Iván Alonso, Economísta
El Comercio, 18 de agosto de 2017
En medio de este absurdo debate sobre cuándo se puede llamar chocolate a un chocolate, ha asomado un viejo argumento nacionalista que ojalá se hubiera derretido ya. En un artículo difundido por el Instituto Peruano del Agro, el director general agrario del Ministerio de Agricultura se ha referido al “posicionamiento país que busca el Perú, como centro de origen del cacao, exportador de chocolates finos de aromas y sabores”. Suena casi como un poema de Miguel Hernández: chocolates finos de aromas y sabores… Pero en realidad es la manifestación de una doctrina equivocada.
Deberíamos, según el citado funcionario, “buscar una industria más articulada con la oferta productiva del país, que tiene los mejores insumos agropecuarios”. Puede ser que tengamos el mejor cacao, como algunos dicen, pero eso no significa que vayamos a producir los mejores chocolates. Una cosa no implica la otra. Arabia Saudita es un país petrolero, pero nadie piensa en ella como un país gasolinero.

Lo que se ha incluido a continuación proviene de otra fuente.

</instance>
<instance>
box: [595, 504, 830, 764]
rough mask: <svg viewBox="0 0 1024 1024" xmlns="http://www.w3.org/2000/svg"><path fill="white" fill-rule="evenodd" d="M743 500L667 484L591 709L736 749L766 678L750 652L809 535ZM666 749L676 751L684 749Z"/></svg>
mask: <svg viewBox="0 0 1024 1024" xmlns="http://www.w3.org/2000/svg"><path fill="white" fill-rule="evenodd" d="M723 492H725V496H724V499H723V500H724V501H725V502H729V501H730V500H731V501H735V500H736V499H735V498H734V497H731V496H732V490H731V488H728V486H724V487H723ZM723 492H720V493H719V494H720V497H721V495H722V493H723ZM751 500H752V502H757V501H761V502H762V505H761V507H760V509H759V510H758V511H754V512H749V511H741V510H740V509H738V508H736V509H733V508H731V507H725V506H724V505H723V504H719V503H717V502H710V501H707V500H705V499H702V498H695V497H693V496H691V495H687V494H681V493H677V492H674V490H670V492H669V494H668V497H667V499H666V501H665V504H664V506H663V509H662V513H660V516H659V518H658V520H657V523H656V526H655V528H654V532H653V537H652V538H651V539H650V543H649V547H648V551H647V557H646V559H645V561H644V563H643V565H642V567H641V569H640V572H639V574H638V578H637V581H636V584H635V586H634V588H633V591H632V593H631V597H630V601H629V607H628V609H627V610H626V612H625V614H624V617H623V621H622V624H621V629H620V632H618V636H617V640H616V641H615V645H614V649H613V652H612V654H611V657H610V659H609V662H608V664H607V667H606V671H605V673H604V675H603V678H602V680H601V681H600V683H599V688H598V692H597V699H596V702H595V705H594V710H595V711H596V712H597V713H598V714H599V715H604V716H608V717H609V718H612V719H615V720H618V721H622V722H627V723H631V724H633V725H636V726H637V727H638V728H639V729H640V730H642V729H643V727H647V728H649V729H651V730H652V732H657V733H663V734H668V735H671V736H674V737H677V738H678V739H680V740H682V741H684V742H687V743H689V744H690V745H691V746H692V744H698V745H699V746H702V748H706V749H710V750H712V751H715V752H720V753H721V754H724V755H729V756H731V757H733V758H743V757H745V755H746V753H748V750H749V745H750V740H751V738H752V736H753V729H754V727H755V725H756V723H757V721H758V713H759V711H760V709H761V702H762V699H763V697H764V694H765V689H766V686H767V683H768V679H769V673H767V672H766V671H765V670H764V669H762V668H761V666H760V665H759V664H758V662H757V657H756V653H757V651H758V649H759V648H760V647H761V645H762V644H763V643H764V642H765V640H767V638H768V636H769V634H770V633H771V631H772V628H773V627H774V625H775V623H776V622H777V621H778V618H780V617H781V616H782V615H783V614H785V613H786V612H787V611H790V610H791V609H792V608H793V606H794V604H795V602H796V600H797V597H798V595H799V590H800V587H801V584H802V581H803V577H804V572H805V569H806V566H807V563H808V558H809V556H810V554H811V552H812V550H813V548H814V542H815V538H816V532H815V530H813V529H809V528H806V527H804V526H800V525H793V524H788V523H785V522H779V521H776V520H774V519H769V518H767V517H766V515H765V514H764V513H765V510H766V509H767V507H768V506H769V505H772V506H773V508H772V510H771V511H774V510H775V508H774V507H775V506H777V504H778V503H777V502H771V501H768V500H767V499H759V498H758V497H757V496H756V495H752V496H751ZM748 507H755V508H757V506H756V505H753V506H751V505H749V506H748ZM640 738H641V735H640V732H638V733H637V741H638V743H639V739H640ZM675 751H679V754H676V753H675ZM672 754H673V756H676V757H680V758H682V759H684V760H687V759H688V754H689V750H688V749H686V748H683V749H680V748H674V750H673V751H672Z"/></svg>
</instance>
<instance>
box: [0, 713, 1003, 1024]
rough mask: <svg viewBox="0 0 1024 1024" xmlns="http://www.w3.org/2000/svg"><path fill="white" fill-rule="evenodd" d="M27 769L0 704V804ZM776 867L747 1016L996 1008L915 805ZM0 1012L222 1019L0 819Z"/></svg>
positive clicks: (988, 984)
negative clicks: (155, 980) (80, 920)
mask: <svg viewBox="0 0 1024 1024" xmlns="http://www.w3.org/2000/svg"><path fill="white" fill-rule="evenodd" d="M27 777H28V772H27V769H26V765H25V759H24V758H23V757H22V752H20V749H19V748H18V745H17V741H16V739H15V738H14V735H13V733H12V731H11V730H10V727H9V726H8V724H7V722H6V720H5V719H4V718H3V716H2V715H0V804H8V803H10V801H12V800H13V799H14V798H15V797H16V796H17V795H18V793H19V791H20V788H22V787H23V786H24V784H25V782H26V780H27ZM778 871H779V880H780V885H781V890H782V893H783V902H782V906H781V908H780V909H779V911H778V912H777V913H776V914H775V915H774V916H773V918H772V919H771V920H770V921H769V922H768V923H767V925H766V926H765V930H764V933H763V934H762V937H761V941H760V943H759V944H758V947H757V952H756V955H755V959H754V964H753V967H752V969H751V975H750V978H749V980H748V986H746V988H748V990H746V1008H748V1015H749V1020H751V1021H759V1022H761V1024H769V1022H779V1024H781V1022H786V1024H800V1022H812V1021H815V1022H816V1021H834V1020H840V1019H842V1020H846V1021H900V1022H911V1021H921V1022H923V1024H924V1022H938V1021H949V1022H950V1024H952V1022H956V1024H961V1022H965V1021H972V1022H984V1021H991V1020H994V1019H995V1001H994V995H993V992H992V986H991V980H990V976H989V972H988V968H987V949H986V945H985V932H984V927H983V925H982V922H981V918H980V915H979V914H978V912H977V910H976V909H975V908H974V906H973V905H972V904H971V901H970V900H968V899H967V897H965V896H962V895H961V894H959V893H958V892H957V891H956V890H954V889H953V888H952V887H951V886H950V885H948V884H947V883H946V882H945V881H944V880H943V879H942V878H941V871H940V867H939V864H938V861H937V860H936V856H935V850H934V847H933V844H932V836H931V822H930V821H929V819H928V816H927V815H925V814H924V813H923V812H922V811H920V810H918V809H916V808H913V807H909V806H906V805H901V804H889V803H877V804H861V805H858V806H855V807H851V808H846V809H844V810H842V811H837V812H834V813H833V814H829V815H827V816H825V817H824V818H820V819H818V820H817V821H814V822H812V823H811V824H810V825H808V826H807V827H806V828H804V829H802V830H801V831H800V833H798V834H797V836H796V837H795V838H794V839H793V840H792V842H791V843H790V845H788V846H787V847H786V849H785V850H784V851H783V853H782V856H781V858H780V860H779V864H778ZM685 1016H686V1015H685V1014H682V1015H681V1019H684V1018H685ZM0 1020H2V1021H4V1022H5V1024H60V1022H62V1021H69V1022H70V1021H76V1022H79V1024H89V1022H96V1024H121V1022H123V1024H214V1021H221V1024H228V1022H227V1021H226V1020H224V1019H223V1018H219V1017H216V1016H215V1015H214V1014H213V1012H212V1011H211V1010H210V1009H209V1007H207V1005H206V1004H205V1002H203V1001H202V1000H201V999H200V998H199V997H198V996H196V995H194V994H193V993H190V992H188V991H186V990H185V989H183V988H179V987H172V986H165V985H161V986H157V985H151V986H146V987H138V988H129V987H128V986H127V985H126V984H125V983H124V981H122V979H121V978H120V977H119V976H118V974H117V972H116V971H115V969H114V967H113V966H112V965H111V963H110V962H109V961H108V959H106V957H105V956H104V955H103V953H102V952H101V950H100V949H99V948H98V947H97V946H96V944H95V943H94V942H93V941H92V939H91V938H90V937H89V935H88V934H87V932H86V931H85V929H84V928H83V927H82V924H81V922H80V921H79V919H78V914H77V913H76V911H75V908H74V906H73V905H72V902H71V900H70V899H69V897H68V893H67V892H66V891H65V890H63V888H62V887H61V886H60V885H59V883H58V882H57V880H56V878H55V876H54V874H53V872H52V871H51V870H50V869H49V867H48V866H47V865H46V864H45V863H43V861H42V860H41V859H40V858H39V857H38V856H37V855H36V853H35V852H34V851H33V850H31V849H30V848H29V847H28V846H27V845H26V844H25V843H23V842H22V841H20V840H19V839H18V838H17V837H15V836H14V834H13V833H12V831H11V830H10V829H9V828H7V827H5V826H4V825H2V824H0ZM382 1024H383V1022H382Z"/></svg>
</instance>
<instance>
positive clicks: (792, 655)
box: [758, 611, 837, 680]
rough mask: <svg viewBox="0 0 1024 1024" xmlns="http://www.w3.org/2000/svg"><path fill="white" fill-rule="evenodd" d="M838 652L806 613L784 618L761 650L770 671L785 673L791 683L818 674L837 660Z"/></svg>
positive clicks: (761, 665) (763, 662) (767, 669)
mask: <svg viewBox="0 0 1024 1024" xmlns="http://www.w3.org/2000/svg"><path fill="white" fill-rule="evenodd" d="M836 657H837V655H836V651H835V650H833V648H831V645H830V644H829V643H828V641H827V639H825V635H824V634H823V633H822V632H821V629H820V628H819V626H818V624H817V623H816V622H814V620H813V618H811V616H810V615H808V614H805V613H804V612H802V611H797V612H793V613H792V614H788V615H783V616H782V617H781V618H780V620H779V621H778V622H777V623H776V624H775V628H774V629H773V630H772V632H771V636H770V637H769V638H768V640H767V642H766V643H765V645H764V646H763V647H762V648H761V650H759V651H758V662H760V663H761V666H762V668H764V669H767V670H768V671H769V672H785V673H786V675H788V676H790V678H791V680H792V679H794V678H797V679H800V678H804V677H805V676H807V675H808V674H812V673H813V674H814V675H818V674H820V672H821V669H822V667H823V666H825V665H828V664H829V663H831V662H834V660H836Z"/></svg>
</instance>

Distintos países, en distintos momentos, han creído que la posesión de la materia prima les daba una ventaja competitiva en su procesamiento. Y como para demostrar, sin querer queriendo, la falsedad de esa premisa, han impuesto restricciones a la exportación del producto sin elaborar. El resultado generalmente ha sido empobrecedor.
Si el costo de procesar la materia prima en el país es mayor que el de hacerlo en el extranjero, los que se dedican a extraerla recibirán un menor precio. Durante años en Chile se prohibió exportar troncos en bruto, con la idea de aumentar el valor agregado de las exportaciones de madera. Pero lo que se consiguió fue aumentar la producción de aserrín porque el precio del insumo para la industria local no justificaba hacer las inversiones necesarias para evitar el desperdicio. Recién cuando se levantó la prohibición comenzó el “boom” de las plantaciones forestales.
Entre nosotros, las normas que obligan a los barcos extranjeros a desembarcar en territorio nacional un porcentaje del atún que pescan en el mar peruano tienen el efecto, según conocedores de esa industria, de que aquí se pague cien o doscientos dólares menos por tonelada de lo que se paga en un puerto ecuatoriano.
Grasberg, una de las minas de cobre más grandes del mundo, estuvo paralizada tres meses a principios de este año porque el gobierno de Indonesia quería, entre otras cosas, que la compañía Freeport McMoRan construyera una segunda fundición para procesar localmente un mayor porcentaje del metal que extrae. Tres mil empleos se perdieron, y la inversión en el desarrollo de la mina se redujo una tercera parte. Si fuera económicamente rentable fundir el concentrado de cobre en Indonesia, no se habría tenido que llegar a eso. Y si no, ¿por qué insistir?
No son, pues, tan sublimes los deseos del Minagri. Sería sensacional que la industria peruana llegara, por sus propios medios, a ser una gran exportadora de chocolates finos (y no tan finos también). Pero cualquier intento de forzar que el cacao peruano se transforme en chocolate fino hecho en el Perú podría terminar perjudicando a los agricultores. No sería justo que, con el afán de promover la chocolatería nacional, se les obligue a vender el cacao en el mercado local por debajo del precio internacional. Dejemos que sea el mercado el que “articule” lo que haya que articular.